Welfare translates to everything from major health concerns down to water, feed and clean hay for all the animals.

“I have a personal rule that there is fresh water at all times in the stall and it is kept clean,” he said.

And always Dyer is there to listen to the one who knows the animal best – its owner.

“If they are not eating and drinking, that is a clue” (of a health issue,) he said.

Dyer starts the fair segment of his day around 6:30 a.m. when he makes the first rounds through the barn.

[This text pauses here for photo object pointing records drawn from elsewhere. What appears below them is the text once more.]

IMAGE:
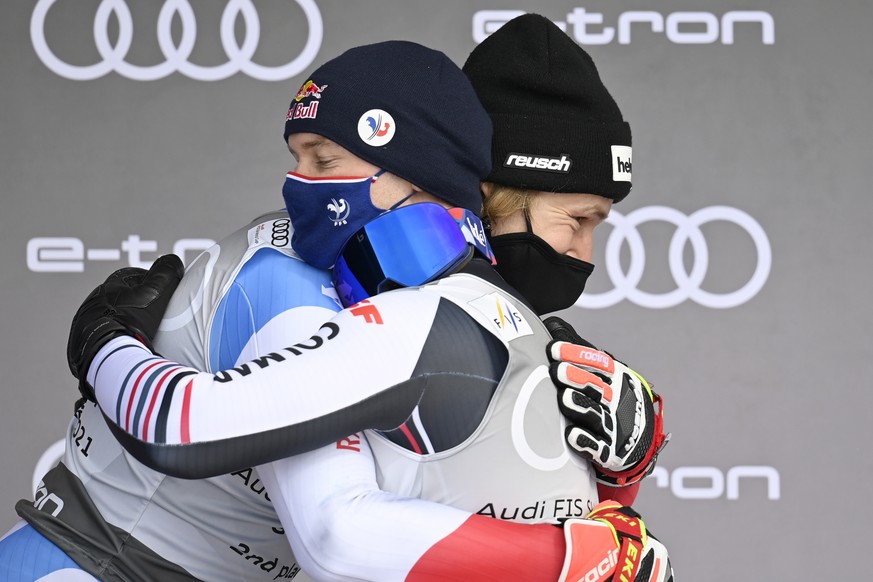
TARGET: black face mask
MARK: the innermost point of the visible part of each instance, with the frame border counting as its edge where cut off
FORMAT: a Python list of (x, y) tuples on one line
[(549, 280)]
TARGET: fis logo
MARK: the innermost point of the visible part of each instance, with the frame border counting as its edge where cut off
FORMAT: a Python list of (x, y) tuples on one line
[(504, 315), (542, 163)]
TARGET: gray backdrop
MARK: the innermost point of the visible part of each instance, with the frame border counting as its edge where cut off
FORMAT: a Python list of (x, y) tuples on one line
[(736, 275)]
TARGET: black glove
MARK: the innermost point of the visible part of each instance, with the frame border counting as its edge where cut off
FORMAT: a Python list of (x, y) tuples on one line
[(616, 419), (130, 302)]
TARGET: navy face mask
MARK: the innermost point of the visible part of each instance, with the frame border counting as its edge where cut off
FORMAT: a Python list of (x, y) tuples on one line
[(549, 280), (325, 212)]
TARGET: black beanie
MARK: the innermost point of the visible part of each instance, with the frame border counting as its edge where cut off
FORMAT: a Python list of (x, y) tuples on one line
[(405, 108), (556, 127)]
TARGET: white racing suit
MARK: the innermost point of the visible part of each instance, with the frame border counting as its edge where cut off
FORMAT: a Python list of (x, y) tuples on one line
[(121, 520), (471, 421)]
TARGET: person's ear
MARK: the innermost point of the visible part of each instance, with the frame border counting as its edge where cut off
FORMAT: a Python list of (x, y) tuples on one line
[(487, 188)]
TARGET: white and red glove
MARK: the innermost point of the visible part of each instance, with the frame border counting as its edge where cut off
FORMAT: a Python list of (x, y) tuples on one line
[(612, 543), (616, 419)]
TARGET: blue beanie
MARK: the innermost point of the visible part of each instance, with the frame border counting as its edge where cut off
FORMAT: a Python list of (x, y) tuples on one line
[(405, 108)]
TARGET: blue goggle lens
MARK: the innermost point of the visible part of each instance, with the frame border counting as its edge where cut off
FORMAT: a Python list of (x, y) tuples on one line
[(403, 247)]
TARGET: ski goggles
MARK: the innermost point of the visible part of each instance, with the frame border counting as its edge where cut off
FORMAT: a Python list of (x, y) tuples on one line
[(404, 247)]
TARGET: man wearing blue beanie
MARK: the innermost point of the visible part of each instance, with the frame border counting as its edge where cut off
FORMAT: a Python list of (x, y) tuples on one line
[(409, 362)]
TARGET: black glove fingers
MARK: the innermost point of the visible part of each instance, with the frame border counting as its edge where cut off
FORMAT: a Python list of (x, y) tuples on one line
[(581, 412), (162, 279), (585, 444)]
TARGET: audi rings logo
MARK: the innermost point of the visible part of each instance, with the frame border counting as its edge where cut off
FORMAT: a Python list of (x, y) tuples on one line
[(687, 284), (239, 56)]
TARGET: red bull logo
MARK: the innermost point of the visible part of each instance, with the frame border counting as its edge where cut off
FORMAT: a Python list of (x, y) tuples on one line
[(309, 89)]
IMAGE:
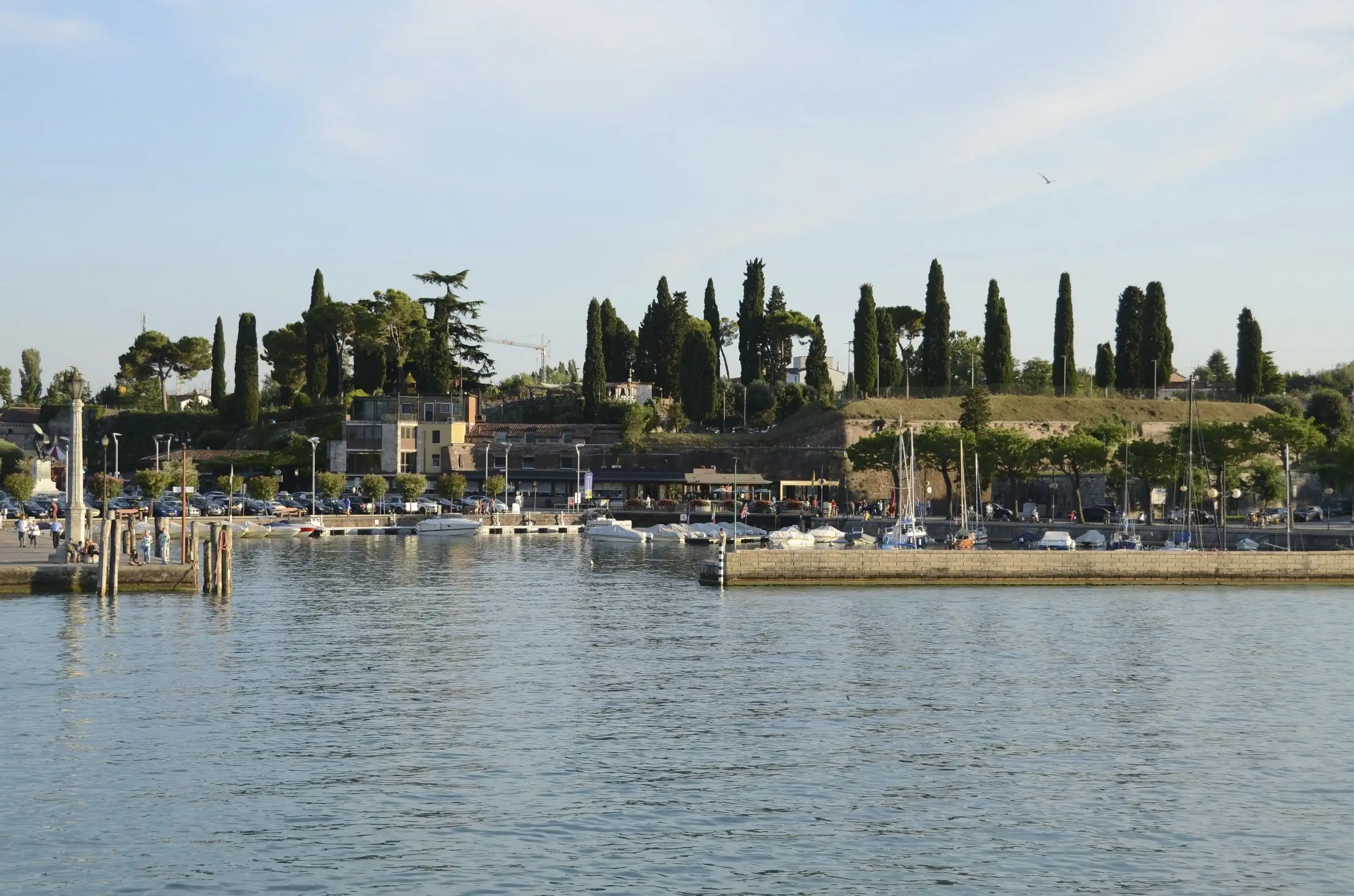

Then he’s off to his own practice at the Proctorville Animal Clinic, before returning to the fairground around noon for the second check of the livestock.

One plus for the vet is that during fair week he calls a camper parked on the fairgrounds home for the duration. That’s because his two children are competing again this year. His son, Naaman, 15, is showing a steer, while his daughter, Ann-Michal, 12, is working with feeder calves.

Just as the rides on the midway are going full speed, Dyer makes his last round for the day. But always letting owners know he’s still on call, if needed.

“I tell the owners to get in touch with me in the middle of the night, if they need to,” he said.